The development of cancer in an organism is due to various factors, which concern either the genetic background of the individual (hereditary factors), or his environment and lifestyle. Examples of hereditary predisposition to cancer are familial breast and ovarian cancer due to mutations in the BCRA1 and BCRA2 genes, familial polyposis of the colon and inherited non-polypodic colon cancer.

Genetic testing for the predisposition to cancer helps in the early diagnosis and prevention of the person with a family history of the disease, as well as in the application of the most appropriate treatment protocol in a person with the disease.

The individual treatment of each patient aims to create a treatment based on the biological characteristics of the cancer cell and their effect on the clinical manifestation of the disease. Many solid tumors, such as breast cancer, can be differentiated, depending on their molecular basis, into different forms (subtypes) and treated with different therapeutic approaches.

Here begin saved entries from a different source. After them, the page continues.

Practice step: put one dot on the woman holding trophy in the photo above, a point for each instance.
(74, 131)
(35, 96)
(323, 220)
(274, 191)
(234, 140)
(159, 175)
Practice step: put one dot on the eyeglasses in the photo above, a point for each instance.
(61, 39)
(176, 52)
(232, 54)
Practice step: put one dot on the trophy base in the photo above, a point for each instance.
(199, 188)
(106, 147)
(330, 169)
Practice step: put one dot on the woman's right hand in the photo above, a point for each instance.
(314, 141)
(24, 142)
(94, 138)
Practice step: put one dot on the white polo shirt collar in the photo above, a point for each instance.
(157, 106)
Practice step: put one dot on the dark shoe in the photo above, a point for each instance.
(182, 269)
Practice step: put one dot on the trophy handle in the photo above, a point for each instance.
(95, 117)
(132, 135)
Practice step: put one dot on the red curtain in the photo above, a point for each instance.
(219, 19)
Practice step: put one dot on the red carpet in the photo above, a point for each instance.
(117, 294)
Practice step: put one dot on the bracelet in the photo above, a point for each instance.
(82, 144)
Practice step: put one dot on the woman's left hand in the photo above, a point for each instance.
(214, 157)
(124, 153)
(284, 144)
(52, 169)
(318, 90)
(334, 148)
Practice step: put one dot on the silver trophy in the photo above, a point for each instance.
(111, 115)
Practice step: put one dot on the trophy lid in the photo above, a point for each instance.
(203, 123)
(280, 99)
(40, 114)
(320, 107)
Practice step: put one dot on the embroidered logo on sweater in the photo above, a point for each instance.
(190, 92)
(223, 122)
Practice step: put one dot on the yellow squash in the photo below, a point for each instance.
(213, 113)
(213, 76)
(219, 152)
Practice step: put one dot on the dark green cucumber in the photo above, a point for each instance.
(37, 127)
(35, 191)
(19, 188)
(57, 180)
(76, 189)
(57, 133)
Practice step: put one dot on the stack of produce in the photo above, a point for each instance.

The development of new medication, which act on target molecules of cancer cells, has significantly improved the response to treatment and has extended the life expectancy of patients. Also, by evaluating the genetic profile of the tumor, the ‘’aggression’’ of the cancer can be controlled and more intensified treatment can be followed, or on the contrary, in milder cases, the administration of heavy treatment can be avoided, which often leads to undesirable side effects.